I'll just take -- I'll remind you, they're not initial meetings. We have had a prior dialogue, a really good end of Phase I discussion last year, but I'll turn it over to Raj on expectations for feedback from these upcoming discussions.

Yes. So as you know, Chad, the data are very compelling. It is a -- it's a novel mechanism of action with a multi-lineage effects that we saw. And when you're going and doing something that is a little bit different, the more chances you have to get in front of the regulators and get a sense of how they're thinking, really helps the development program. So that's really the main intention here, get in front of them, get there, first of all, reaction to the data, make sure that they are as excited as we are. And secondly -- obviously, we'll be talking about end points and things like that and getting their thoughts on our proposals.
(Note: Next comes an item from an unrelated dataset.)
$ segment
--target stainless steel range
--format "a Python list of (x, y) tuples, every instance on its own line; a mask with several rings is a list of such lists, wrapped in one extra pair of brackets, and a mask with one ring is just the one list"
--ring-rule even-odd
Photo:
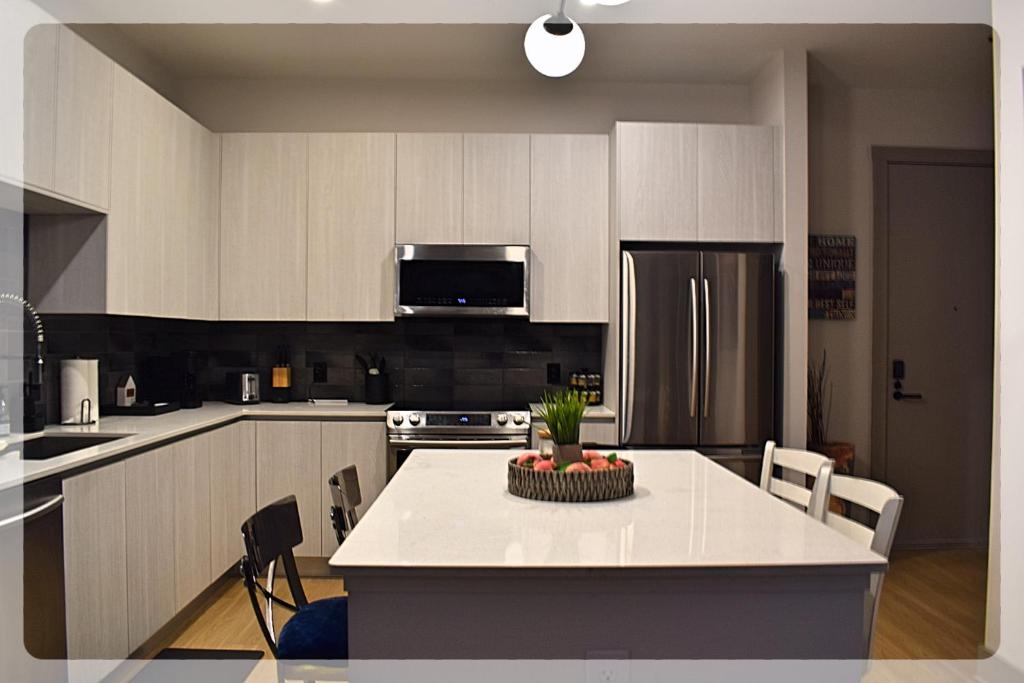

At this time, I'm showing no further questions. I'd now like to turn the call back over to Dr. Velleca for closing remarks.

Thank you. Thanks all for joining the call. Please reach out to us, if you have any additional questions. Look forward to seeing many of you at ASCO, and have a good evening.

Ladies and gentlemen, thank you for your participation in today's conference. This does conclude the program. You may now disconnect. Everyone, have a great day.